Regarding the concept of unit tests for databases, there isn’t a direct equivalent. However, you can perform testing on databases through various methods, such as:
- Data validation tests: Check if the data in the database conforms to the rules and constraints defined in the schema.
- Functional tests: Test stored procedures, functions, and triggers to ensure they behave as expected.
- Performance tests: Test the database’s performance under different load conditions and optimize it accordingly.
- Integration tests: Test the interaction between the database and the application to ensure proper data flow and handling.

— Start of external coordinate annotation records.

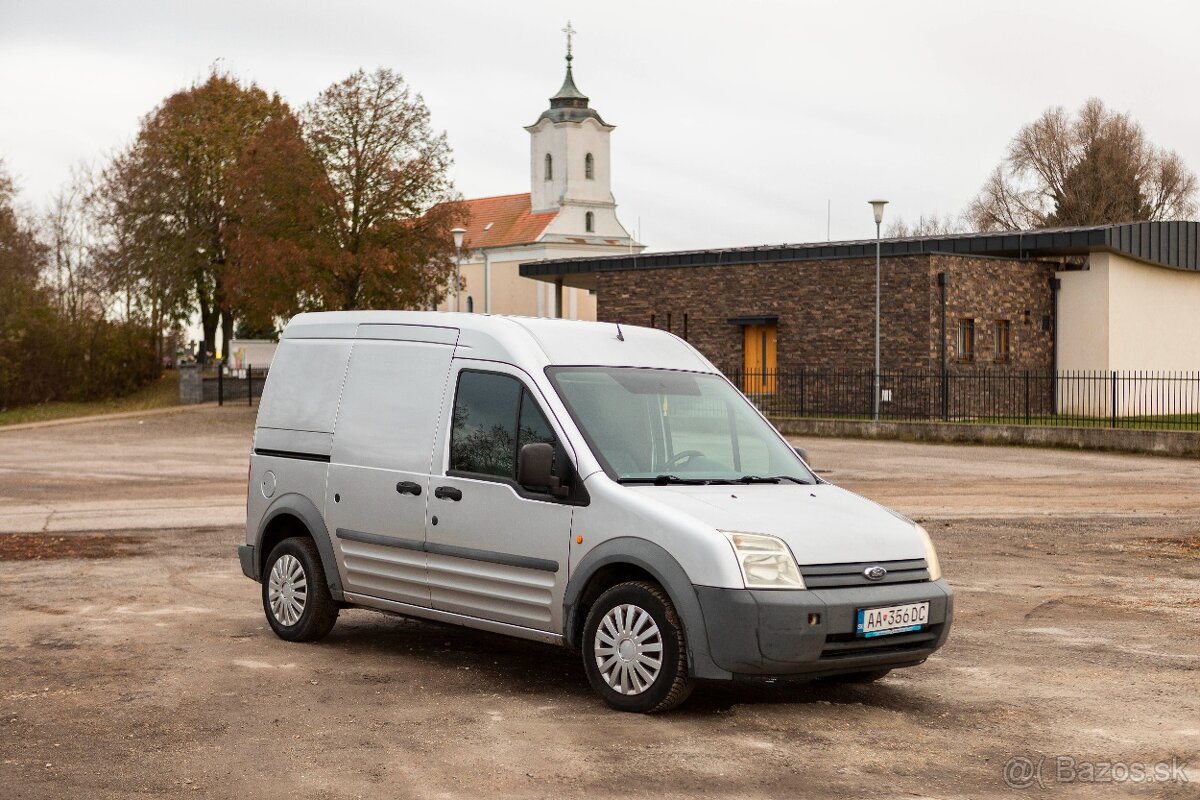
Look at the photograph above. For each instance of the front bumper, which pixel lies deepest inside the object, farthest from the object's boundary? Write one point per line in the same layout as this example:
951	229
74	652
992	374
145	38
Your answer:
811	632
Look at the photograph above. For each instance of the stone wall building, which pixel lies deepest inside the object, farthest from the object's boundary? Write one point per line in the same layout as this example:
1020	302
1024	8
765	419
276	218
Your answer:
1102	299
568	211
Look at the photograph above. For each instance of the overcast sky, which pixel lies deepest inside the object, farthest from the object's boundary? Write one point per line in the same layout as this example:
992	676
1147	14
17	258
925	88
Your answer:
737	122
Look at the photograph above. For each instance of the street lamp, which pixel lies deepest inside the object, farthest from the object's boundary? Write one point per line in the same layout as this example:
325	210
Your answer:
877	208
459	233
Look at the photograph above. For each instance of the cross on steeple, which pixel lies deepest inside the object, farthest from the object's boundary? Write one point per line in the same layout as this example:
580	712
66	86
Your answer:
570	31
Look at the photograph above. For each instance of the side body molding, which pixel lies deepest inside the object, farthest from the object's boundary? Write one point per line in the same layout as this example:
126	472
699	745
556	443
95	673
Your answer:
304	509
672	577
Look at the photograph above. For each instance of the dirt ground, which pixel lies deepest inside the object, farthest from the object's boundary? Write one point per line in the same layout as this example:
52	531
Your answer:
135	660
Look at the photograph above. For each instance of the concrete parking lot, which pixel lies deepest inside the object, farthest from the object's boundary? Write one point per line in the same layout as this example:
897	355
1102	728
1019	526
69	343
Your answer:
135	660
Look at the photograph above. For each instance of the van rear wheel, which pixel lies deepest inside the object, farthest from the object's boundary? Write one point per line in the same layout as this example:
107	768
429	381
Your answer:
634	649
295	595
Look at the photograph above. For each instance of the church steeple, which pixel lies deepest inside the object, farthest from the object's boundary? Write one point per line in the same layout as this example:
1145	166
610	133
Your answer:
569	104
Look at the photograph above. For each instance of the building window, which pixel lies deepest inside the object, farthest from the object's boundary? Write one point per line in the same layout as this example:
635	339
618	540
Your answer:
1003	341
493	417
965	346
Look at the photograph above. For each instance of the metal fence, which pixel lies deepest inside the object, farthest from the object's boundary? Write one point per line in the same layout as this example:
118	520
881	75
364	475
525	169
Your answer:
237	384
1119	400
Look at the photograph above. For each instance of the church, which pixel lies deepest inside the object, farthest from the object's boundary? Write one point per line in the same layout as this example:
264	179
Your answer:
568	212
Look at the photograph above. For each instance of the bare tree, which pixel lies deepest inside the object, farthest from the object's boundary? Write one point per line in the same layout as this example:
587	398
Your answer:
1092	168
172	188
930	226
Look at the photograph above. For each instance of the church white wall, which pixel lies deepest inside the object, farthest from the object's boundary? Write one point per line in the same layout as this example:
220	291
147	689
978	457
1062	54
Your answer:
1126	316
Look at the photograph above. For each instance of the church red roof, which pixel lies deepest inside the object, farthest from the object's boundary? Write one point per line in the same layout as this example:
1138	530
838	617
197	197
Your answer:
503	221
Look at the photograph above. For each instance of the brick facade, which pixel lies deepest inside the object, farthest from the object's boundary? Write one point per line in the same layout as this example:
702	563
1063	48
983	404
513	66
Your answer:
826	329
826	310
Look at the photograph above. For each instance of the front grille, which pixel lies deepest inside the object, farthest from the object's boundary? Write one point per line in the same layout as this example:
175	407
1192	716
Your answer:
846	645
833	576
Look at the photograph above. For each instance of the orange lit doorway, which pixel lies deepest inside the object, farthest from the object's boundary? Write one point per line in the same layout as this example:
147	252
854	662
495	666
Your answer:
759	346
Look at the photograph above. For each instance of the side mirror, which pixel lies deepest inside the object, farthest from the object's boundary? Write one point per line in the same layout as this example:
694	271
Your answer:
535	470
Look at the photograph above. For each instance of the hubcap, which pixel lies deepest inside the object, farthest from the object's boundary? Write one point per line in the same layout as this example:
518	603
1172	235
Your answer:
287	589
629	649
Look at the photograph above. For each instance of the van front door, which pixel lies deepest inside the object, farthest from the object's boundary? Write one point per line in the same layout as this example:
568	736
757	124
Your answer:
495	551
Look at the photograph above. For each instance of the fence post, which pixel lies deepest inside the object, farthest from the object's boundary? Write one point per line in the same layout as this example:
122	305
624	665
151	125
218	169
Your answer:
802	391
1113	380
1026	397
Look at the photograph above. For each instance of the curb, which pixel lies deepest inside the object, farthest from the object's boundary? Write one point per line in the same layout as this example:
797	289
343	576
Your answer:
103	417
1177	444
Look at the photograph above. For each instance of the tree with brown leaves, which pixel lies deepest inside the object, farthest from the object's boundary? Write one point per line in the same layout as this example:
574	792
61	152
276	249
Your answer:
1096	167
351	209
171	192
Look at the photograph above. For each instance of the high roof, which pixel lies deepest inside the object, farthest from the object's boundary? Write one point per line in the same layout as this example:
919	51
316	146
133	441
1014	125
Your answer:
504	221
1174	245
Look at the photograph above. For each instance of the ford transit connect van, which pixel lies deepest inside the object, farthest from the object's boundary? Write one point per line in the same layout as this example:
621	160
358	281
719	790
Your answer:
587	485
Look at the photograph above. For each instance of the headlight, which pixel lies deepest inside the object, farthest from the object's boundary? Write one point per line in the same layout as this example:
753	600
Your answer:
766	561
935	567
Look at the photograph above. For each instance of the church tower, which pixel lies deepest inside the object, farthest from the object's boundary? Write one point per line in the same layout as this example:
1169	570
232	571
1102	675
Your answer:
569	164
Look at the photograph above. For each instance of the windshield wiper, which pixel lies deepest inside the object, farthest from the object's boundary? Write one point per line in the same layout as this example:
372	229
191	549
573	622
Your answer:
774	479
664	480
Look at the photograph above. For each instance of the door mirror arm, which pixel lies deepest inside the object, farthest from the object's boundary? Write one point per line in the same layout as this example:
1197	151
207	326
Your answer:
535	470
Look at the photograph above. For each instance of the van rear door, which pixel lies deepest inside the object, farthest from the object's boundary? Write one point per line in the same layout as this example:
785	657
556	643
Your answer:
496	551
379	468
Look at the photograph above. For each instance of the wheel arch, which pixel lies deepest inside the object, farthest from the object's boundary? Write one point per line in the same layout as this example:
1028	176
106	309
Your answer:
629	558
294	515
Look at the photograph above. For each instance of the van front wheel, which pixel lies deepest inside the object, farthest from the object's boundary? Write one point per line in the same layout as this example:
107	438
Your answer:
295	595
634	649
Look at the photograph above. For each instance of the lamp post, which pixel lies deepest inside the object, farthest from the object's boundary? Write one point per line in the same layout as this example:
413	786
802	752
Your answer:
877	206
459	233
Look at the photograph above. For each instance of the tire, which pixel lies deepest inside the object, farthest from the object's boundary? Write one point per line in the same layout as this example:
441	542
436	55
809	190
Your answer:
861	677
304	608
623	671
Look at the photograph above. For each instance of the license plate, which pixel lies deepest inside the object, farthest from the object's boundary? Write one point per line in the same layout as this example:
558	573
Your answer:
892	619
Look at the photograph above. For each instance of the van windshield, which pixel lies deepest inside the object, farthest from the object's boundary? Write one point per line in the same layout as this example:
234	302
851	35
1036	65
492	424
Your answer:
664	426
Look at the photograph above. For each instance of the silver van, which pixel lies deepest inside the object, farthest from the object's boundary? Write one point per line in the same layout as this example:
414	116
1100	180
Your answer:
588	485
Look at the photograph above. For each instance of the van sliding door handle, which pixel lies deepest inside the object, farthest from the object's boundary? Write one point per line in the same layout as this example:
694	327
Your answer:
448	493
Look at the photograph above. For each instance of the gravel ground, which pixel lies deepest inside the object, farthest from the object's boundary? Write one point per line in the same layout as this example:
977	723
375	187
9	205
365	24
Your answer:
135	660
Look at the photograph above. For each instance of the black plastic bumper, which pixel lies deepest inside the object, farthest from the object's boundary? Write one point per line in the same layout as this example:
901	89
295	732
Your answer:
811	632
249	563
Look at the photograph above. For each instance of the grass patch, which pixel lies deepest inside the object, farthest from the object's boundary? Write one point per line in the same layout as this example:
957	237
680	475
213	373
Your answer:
161	394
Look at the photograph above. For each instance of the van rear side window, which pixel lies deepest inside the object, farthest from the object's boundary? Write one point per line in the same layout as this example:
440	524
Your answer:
493	417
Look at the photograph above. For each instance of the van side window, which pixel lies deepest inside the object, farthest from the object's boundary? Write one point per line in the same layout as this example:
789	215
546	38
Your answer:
485	435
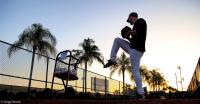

- Database migration tests: Test the migration process from one version of the database schema to another to ensure data integrity and compatibility with the application.
In conclusion, following best practices when designing and defining relational databases will help you create efficient, maintainable, and well-organized databases. Testing your database is also essential to ensure data integrity, functionality, and performance.